The Prescience of Elie Faure

Excerpt

Élie Faure was a practicing medical doctor, as well as an art historian, philosopher, and critic who wrote essays, biographies, and even novels. His major contribution to film theory is a series of posthumously collected essays, Fonction du cinéma: l’art de la société industrielle (1953).

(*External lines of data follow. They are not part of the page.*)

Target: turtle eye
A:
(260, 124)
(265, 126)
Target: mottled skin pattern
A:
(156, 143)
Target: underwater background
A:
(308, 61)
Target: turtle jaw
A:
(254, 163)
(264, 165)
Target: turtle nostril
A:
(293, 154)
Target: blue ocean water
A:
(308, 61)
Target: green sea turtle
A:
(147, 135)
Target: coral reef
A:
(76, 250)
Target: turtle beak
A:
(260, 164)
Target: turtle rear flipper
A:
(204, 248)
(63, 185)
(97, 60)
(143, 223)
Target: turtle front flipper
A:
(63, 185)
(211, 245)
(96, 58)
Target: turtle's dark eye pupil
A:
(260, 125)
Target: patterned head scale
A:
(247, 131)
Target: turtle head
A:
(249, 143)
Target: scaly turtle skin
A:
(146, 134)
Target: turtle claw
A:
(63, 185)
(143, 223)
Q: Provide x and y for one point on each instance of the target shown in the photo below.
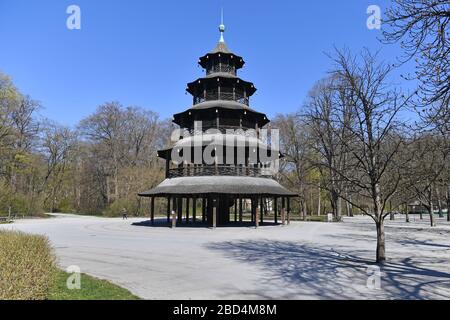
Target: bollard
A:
(174, 220)
(257, 218)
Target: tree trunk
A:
(338, 208)
(406, 213)
(432, 221)
(381, 247)
(441, 214)
(318, 202)
(448, 205)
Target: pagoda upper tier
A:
(221, 99)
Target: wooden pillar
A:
(194, 209)
(215, 215)
(258, 212)
(253, 206)
(180, 210)
(283, 216)
(261, 212)
(152, 211)
(288, 210)
(235, 209)
(168, 209)
(174, 219)
(187, 210)
(167, 168)
(203, 210)
(240, 209)
(275, 210)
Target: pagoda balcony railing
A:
(219, 170)
(221, 68)
(222, 96)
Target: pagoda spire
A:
(221, 28)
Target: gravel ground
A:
(305, 260)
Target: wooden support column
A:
(167, 167)
(180, 210)
(194, 209)
(174, 219)
(215, 215)
(275, 210)
(240, 209)
(235, 209)
(152, 211)
(258, 212)
(289, 210)
(187, 210)
(262, 211)
(168, 209)
(203, 210)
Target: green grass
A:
(26, 266)
(91, 289)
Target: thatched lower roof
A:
(245, 186)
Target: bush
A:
(27, 266)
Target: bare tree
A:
(57, 144)
(374, 138)
(294, 146)
(328, 114)
(422, 28)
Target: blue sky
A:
(144, 52)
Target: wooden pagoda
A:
(198, 191)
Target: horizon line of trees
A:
(348, 148)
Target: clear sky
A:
(142, 52)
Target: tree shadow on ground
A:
(162, 223)
(309, 271)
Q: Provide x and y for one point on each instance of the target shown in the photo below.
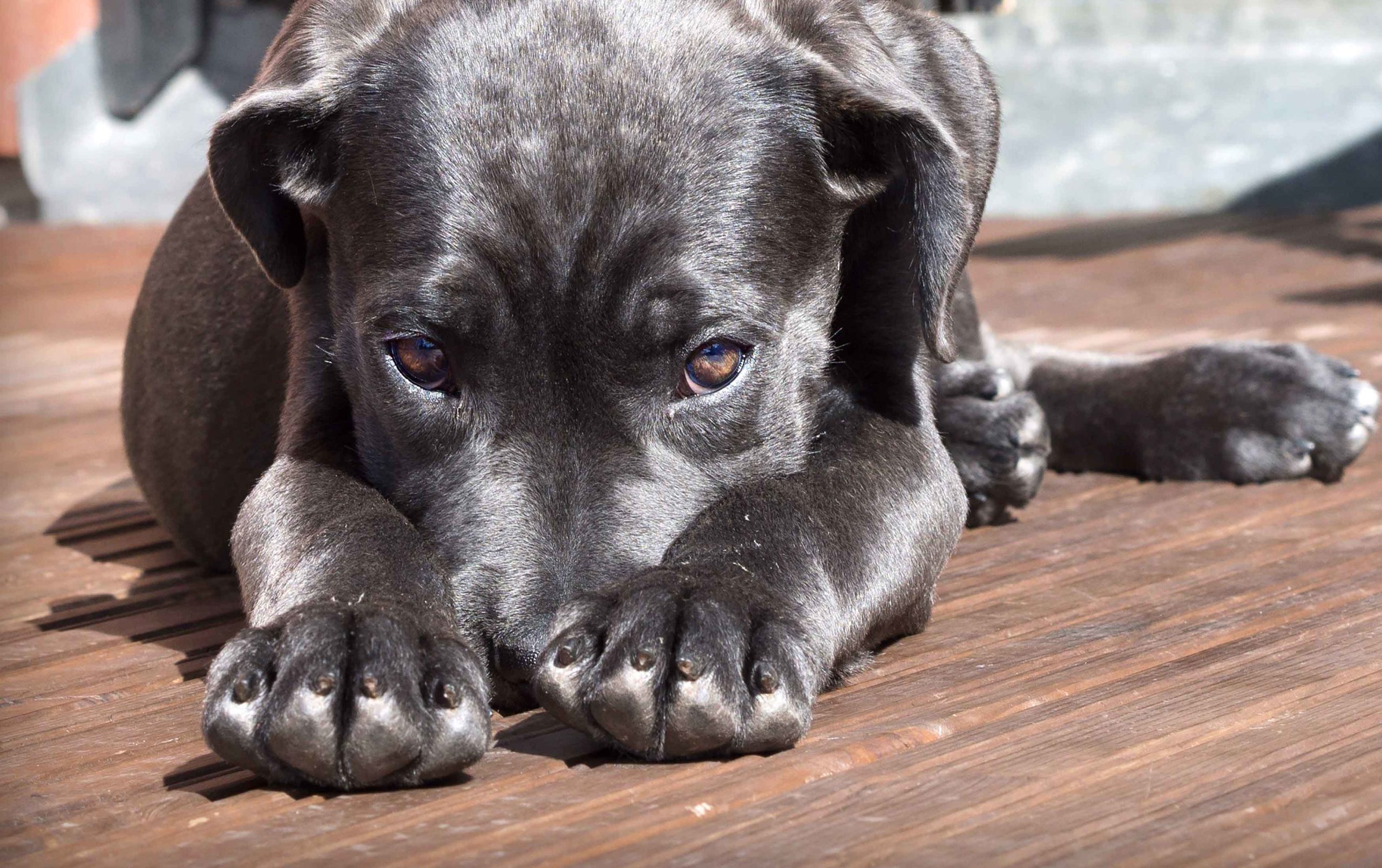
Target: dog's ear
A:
(911, 134)
(270, 157)
(273, 152)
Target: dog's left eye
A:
(422, 361)
(712, 367)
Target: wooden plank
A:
(1131, 674)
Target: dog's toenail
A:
(243, 690)
(448, 696)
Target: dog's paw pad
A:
(1000, 448)
(1262, 412)
(346, 699)
(668, 674)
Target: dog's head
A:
(589, 265)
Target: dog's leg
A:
(354, 671)
(1240, 411)
(770, 595)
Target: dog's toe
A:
(346, 699)
(676, 674)
(1000, 448)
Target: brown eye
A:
(422, 361)
(712, 367)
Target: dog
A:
(617, 357)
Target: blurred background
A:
(1110, 107)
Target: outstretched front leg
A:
(1239, 411)
(773, 593)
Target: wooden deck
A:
(1132, 674)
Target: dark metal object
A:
(141, 45)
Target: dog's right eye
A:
(422, 361)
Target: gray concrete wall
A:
(1154, 105)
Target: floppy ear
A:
(273, 152)
(270, 155)
(914, 141)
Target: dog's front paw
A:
(675, 668)
(1255, 412)
(997, 438)
(347, 697)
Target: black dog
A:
(592, 353)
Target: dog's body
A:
(568, 209)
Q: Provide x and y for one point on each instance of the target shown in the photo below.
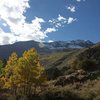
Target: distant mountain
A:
(69, 44)
(20, 47)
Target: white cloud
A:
(70, 20)
(60, 18)
(50, 41)
(49, 30)
(4, 24)
(12, 13)
(71, 8)
(60, 21)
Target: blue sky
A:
(49, 20)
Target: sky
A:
(49, 20)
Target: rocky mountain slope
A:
(42, 48)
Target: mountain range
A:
(42, 47)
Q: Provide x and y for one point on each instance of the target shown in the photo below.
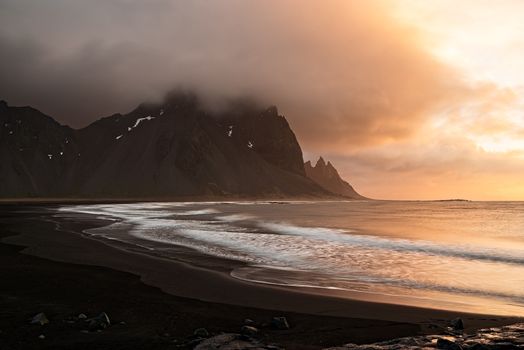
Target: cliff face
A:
(328, 178)
(158, 150)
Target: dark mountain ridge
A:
(171, 149)
(328, 178)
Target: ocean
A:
(456, 255)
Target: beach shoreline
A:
(60, 243)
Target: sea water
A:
(459, 255)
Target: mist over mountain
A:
(328, 178)
(159, 150)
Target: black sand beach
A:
(48, 266)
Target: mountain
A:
(164, 150)
(328, 178)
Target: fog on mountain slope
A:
(171, 149)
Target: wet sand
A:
(63, 273)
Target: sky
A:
(409, 99)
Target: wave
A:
(394, 244)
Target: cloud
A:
(342, 72)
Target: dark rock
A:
(180, 151)
(279, 323)
(201, 332)
(446, 344)
(457, 324)
(328, 178)
(249, 331)
(99, 322)
(40, 319)
(249, 322)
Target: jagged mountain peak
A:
(326, 175)
(162, 150)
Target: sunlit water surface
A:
(452, 255)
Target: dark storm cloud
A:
(344, 73)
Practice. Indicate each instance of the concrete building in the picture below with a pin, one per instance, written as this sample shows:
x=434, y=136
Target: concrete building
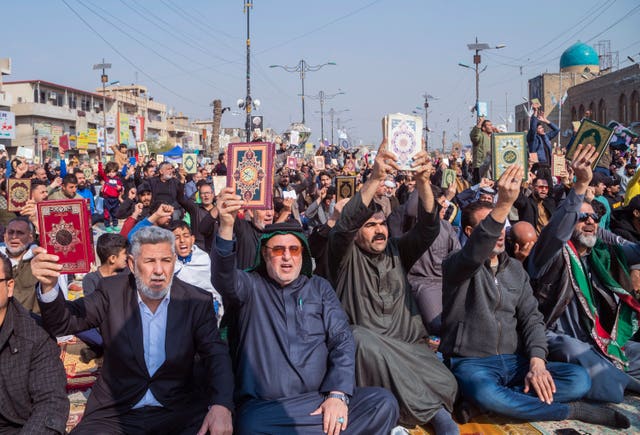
x=46, y=111
x=578, y=64
x=609, y=95
x=147, y=118
x=7, y=121
x=182, y=132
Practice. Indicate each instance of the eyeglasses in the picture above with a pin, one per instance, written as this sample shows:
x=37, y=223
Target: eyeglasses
x=278, y=250
x=583, y=217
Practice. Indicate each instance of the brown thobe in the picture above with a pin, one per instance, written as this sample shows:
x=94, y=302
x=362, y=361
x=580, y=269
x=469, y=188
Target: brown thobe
x=391, y=340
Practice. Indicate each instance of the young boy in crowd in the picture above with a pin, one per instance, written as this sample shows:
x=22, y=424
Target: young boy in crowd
x=112, y=252
x=111, y=194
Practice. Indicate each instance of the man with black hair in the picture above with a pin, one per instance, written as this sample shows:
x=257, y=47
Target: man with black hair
x=165, y=186
x=369, y=271
x=84, y=189
x=112, y=252
x=481, y=148
x=535, y=205
x=154, y=326
x=68, y=189
x=321, y=209
x=193, y=265
x=33, y=396
x=161, y=215
x=293, y=350
x=493, y=334
x=585, y=292
x=538, y=140
x=203, y=215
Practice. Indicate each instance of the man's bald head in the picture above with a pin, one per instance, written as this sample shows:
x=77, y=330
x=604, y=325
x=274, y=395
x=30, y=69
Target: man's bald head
x=523, y=232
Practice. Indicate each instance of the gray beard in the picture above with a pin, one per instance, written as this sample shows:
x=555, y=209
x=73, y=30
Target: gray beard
x=584, y=240
x=151, y=294
x=17, y=252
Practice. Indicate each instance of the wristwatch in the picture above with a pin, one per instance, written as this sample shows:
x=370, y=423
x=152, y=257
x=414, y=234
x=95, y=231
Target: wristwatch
x=340, y=396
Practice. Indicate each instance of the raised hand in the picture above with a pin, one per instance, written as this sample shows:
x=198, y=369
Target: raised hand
x=228, y=205
x=384, y=163
x=581, y=166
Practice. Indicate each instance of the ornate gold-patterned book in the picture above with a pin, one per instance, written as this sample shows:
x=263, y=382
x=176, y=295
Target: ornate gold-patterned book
x=509, y=149
x=250, y=172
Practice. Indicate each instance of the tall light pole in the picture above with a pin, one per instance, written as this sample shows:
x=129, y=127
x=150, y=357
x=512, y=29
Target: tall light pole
x=302, y=67
x=478, y=47
x=247, y=106
x=104, y=79
x=427, y=97
x=322, y=97
x=332, y=113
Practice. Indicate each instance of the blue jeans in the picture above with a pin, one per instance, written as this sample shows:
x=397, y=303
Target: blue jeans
x=496, y=384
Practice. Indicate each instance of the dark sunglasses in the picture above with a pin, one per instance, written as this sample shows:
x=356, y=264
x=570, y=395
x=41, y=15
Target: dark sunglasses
x=582, y=217
x=278, y=250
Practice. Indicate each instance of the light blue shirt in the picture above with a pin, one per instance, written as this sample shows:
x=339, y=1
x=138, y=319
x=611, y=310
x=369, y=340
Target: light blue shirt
x=154, y=332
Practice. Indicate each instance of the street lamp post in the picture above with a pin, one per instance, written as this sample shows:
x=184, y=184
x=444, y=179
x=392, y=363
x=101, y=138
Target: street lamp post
x=332, y=113
x=302, y=67
x=478, y=47
x=427, y=97
x=322, y=97
x=248, y=104
x=104, y=79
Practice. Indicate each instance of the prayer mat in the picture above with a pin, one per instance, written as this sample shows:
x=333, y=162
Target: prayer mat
x=486, y=425
x=630, y=407
x=78, y=401
x=80, y=376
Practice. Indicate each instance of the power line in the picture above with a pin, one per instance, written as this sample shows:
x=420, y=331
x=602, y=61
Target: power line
x=182, y=36
x=195, y=20
x=317, y=29
x=125, y=58
x=157, y=53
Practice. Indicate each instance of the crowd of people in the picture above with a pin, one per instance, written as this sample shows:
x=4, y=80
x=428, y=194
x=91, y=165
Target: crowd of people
x=412, y=302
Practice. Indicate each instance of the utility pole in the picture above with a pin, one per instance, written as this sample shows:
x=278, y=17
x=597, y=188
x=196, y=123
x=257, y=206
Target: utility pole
x=214, y=148
x=427, y=97
x=248, y=103
x=444, y=140
x=478, y=47
x=322, y=97
x=302, y=68
x=104, y=79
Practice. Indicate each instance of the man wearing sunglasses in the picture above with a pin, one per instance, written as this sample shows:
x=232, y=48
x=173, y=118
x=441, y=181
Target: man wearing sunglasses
x=33, y=397
x=293, y=350
x=585, y=293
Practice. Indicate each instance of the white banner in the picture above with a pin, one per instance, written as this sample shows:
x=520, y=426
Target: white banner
x=7, y=125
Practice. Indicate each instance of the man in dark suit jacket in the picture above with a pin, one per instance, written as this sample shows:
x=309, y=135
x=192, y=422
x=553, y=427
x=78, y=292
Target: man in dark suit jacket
x=33, y=397
x=153, y=326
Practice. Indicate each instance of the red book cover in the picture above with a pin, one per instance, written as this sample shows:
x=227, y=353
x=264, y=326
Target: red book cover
x=250, y=172
x=65, y=231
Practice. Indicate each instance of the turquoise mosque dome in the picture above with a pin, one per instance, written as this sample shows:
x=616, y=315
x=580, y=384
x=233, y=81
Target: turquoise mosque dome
x=579, y=54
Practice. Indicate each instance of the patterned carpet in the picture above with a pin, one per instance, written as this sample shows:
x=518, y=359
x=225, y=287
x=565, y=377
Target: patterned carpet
x=81, y=376
x=490, y=425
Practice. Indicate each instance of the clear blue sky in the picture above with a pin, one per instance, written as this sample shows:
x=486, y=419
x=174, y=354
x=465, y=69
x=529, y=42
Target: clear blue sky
x=388, y=52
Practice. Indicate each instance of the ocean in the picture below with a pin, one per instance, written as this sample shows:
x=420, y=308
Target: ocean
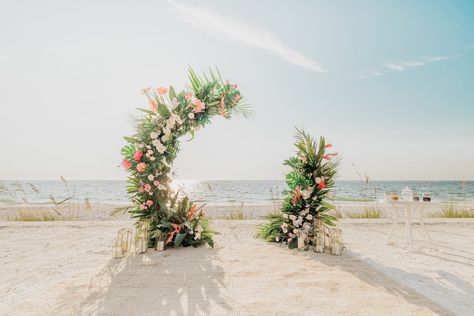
x=223, y=192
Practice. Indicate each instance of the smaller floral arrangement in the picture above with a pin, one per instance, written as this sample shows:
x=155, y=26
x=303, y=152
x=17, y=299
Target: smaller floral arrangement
x=310, y=180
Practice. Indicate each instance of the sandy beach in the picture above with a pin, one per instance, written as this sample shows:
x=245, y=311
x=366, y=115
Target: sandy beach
x=66, y=268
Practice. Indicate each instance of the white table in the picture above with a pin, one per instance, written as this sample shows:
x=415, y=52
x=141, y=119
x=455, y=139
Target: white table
x=408, y=206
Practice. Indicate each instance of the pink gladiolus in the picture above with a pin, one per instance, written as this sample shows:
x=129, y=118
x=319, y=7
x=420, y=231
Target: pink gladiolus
x=162, y=90
x=126, y=164
x=147, y=187
x=199, y=106
x=222, y=103
x=138, y=155
x=141, y=167
x=153, y=105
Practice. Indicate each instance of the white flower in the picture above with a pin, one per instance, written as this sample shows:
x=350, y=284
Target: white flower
x=161, y=149
x=156, y=143
x=174, y=102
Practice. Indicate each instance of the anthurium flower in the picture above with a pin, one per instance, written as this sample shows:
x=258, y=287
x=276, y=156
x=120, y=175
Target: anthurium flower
x=191, y=212
x=176, y=230
x=162, y=90
x=199, y=106
x=322, y=185
x=296, y=195
x=141, y=167
x=126, y=164
x=138, y=155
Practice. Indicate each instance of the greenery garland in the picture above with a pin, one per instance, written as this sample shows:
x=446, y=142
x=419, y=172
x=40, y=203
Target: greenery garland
x=312, y=175
x=150, y=153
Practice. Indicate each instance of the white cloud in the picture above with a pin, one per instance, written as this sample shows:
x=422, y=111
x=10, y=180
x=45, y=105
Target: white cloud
x=226, y=28
x=402, y=65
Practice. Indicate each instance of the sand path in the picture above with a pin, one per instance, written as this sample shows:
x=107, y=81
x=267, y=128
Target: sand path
x=66, y=268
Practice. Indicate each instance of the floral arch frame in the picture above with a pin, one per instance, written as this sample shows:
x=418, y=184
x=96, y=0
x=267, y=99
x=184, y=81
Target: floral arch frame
x=151, y=151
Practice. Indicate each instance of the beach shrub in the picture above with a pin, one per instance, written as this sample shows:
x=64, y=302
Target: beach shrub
x=151, y=151
x=309, y=181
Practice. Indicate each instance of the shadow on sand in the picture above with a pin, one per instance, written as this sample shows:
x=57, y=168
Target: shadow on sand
x=174, y=282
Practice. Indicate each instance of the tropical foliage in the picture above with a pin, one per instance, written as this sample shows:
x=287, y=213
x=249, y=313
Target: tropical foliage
x=310, y=180
x=150, y=152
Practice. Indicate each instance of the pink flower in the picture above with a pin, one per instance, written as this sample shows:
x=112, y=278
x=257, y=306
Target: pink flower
x=322, y=185
x=138, y=155
x=141, y=167
x=222, y=103
x=162, y=90
x=153, y=105
x=126, y=164
x=199, y=106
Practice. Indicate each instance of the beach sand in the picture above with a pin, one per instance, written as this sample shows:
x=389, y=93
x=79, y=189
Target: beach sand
x=66, y=268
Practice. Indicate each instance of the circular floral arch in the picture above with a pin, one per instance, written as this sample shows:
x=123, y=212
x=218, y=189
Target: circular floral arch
x=151, y=151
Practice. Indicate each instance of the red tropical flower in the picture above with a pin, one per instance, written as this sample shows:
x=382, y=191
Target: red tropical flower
x=296, y=195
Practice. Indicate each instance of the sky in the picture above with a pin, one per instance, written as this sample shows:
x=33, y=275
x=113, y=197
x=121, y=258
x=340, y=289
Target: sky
x=388, y=83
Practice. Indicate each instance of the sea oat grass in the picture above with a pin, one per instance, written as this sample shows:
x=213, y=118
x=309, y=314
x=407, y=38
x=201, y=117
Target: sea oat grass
x=451, y=211
x=367, y=213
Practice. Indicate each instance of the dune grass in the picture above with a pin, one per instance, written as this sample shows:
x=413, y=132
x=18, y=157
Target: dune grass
x=451, y=211
x=368, y=212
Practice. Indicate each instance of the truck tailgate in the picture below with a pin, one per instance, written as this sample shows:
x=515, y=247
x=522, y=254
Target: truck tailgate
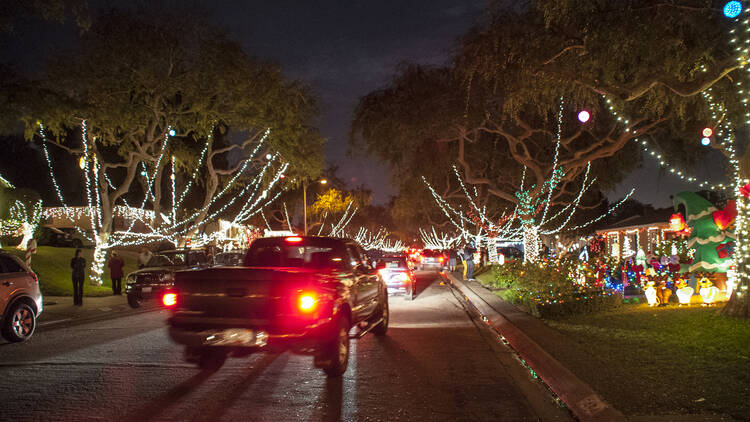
x=236, y=292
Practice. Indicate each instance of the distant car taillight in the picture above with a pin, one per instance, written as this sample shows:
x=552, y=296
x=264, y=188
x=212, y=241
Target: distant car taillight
x=307, y=302
x=169, y=299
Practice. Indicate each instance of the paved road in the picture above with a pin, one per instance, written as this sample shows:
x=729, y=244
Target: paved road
x=435, y=364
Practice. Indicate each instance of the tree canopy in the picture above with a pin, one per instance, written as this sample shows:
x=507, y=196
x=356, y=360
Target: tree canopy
x=493, y=111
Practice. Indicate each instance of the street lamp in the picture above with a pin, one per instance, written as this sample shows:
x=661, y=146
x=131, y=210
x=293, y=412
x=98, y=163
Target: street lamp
x=304, y=199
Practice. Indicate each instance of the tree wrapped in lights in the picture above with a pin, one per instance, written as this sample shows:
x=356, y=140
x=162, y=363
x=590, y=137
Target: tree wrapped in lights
x=434, y=240
x=140, y=90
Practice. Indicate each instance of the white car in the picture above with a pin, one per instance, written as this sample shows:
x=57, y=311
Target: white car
x=20, y=299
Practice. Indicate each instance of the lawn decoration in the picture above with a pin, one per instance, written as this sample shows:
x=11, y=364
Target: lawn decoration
x=650, y=290
x=684, y=292
x=724, y=218
x=662, y=291
x=708, y=291
x=707, y=233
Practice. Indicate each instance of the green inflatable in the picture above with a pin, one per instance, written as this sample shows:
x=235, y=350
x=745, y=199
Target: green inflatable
x=706, y=236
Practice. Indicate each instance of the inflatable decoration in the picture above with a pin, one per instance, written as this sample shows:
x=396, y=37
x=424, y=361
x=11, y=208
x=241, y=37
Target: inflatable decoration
x=684, y=292
x=708, y=291
x=724, y=218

The essays in this collection, “La prescience du Tintoret,” “La danse et le cinéma,” “De la cinéplastique,” “Charlot,” “Introduction à la mystique du cinéma,” “Vocation du cinéma,” “Affinités géographiques et ethniques de l’art,” and “Défense et illustration de la machine” were conceived between the early 1920s and the eve of Faure’s death, in 1937. All appeared initially in periodicals or as parts of other works on the history of art, philosophy, culture and ideas—a variety that is reflective of Faure’s intellectual polyvalence and the pervasive presence of the cinema in the broader body of his work.1 Like Rudolph Arnheim, Faure’s relatively slender but influential volume of essays on film is accompanied by many weighty volumes of writing in a variety of other areas, the most famous of which is the multivolume Histoire de l’art (1909-27). Besides a large group of texts on the history of art and aesthetics, Faure wrote a significant collection of texts that fall at the crossroads of “race theory” or “imaginary ethnography.”